Les entreprises utilisant des outils d’emailing doivent désormais vérifier leurs pratiques et, notamment :
1. Identifier les pixels présents dans leurs campagnes
Un audit des outils utilisés est recommandé afin d’identifier :
- l’ensemble des plateformes d’envoi de courriels ;
- les fonctionnalités de suivi activées par défaut ;
- les données collectées ;
- les finalités associées.
2. Actualiser les modalités de recueil et de retrait du consentement
Selon la CNIL, le consentement à l’utilisation de pixels de suivi doit, dans la mesure du possible, être obtenu au moment de la collecte de l’adresse électronique.
Comme pour les autres traceurs, le consentement doit être libre, spécifique, éclairé et univoque. L’entreprise doit également être en mesure d’en apporter la preuve et permettre son retrait à tout moment dans des conditions aussi simples que son recueil.
À défaut, la CNIL admet qu’un organisme puisse adresser un courriel spécifique afin de recueillir le consentement à l’utilisation future de pixels de suivi. Ce message ne doit toutefois contenir lui-même aucun pixel de suivi ou autre dispositif soumis à consentement.
3. Mettre à jour les mentions d’information
Les politiques de confidentialité, mentions présentes dans les courriels ou interfaces d’inscription doivent intégrer les informations relatives aux pixels de suivi.
4. Encadrer les relations avec les prestataires
Il convient également de s’assurer que les solutions utilisées par les prestataires de service d’envoi de courriels ou/et de location de listes de diffusion permettent une gestion conforme des consentements et des préférences utilisateurs.

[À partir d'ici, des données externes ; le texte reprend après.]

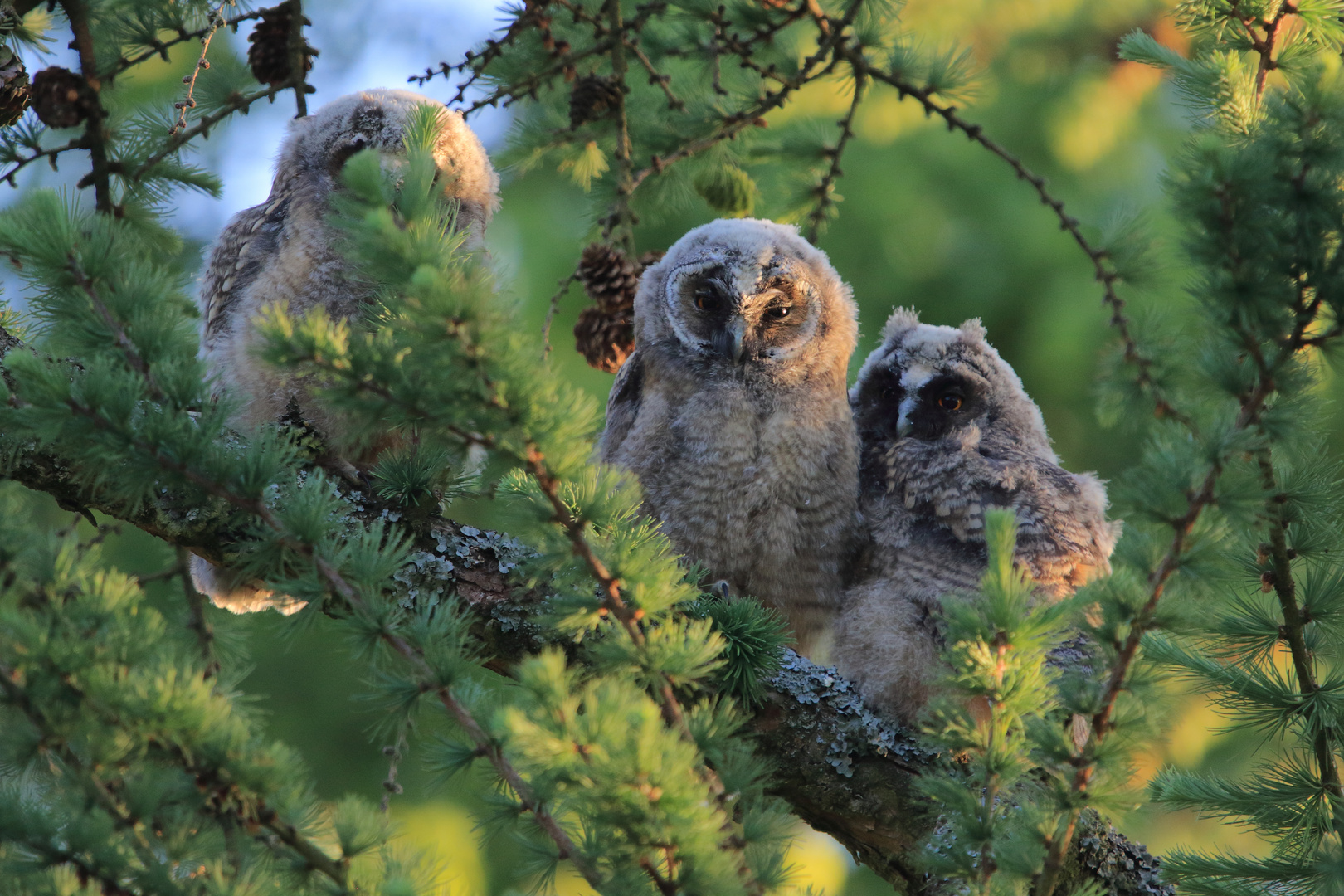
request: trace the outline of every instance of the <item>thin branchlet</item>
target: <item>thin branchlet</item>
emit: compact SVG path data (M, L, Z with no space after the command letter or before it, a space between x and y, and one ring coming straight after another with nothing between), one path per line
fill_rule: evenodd
M187 97L173 103L173 106L177 107L177 121L168 129L169 137L187 126L187 113L188 110L196 107L196 99L192 95L196 91L196 78L202 71L210 67L210 60L206 59L206 54L210 52L210 42L215 36L216 31L228 24L224 19L224 7L231 5L234 5L234 0L224 0L224 3L219 4L219 8L210 13L210 24L200 35L200 56L196 59L196 64L192 66L191 74L181 79L183 83L187 85Z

Les impacts pratiques pour les services marketing
Cette recommandation peut avoir des conséquences concrètes sur les pratiques quotidiennes des équipes marketing.
Au-delà de la seule mesure des performances, certaines pratiques marketing directement fondées sur les taux d’ouverture pourraient devoir être repensées. Les scénarios de relance des destinataires considérés comme inactifs, l’adaptation de la fréquence des envois ou encore certaines logiques de personnalisation reposant sur l’ouverture des courriels pourraient devenir plus difficiles à mettre en œuvre lorsque le consentement au suivi n’a pas été recueilli.

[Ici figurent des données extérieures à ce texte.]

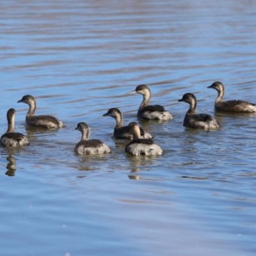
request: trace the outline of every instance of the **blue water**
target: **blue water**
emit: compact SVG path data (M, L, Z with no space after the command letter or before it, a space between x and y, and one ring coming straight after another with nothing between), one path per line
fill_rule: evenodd
M256 103L256 3L187 0L3 1L0 4L0 131L8 109L31 145L0 148L0 254L9 255L255 255L256 117L217 114L225 99ZM141 122L147 84L152 104L175 119ZM216 131L186 129L187 92ZM29 129L37 115L66 125ZM111 108L138 121L164 150L133 157L112 134ZM108 156L74 154L86 122Z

Les indicateurs historiques, comme le taux d’ouverture des courriels, pourraient perdre en fiabilité lorsque le suivi n’est pas autorisé. Il convient donc de privilégier progressivement d’autres indicateurs de performance, tels que :
- le taux de clic ;
- les demandes de contact ;
- les conversions commerciales ;
- les inscriptions ou téléchargements réalisés après réception d’un courriel.
Cette évolution pourrait également être l’occasion d’améliorer la qualité des bases de données et de privilégier des indicateurs davantage orientés vers l’engagement réel des destinataires.
Points-clés à retenir
- Les pixels de suivi sont désormais expressément analysés par la CNIL comme des traceurs relevant de l’article 82 de la loi Informatique et Libertés ;
- La mesure individualisée des ouvertures, la personnalisation des communications et certains usages de profilage nécessitent en principe un consentement préalable ;
- Le consentement devrait être recueilli dès la collecte de l’adresse électronique lorsque cela est possible ;
- Les outils d’emailing et les relations avec les prestataires doivent être réévalués ;
- Les équipes marketing ont tout intérêt à anticiper une moindre disponibilité des données d’ouverture et à privilégier d’autres indicateurs de performance.